As a consequence of non-delivery delivery, I now record all commitments of mine and my employees — and follow-up with the people making the commitment to ensure they are completed because I need to in order to preserve my personal brand of a delivery manager. Think how well you’d differentiate yourself and your personal brand if I never had to record your commitments because you always delivered.

Do you want to stand out compared to others? Do what you say you will do when you say you will do it and inform as soon as there are issues where you might not meet your deliverable.

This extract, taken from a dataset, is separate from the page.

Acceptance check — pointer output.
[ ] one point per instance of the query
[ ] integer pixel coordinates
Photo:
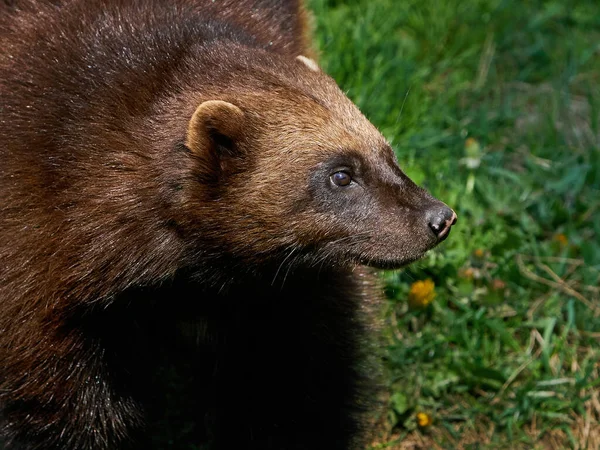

It’s that simple. And, yes, you can change the world just like that.

  • Scot Herrick says:

    In the back of my mind, there’s another issue contributing to the lack of delivery — the use of technology. We call automated centers to make service appointments and talk to their machines. We call airlines and talk to machines about flights. Every time we call a center we’re told to check online.
    Much of the time, that’s OK. But it removes people talking to people about stuff and that makes the whole thing impersonal. If your machine doesn’t work right, how will your service delivery work right?

  • Eric Brown says:

    Thanks for the link Scot.

    Great post….the inability to deliver is everywhere in the world today. I am constantly amazed when someone tells me ‘yes…I’ll do that’ and they never do.

  • Scot Herrick says:

    I agree. Even in the “teamwork” area, the first thing I look for in a person on a team is whether or not that person will deliver their portion of the work on time. That way the team can count on that person doing the work. That’s fundamental and then all else follows.

  • Delivering as promised is an important step in building your brand and the credibility attribute.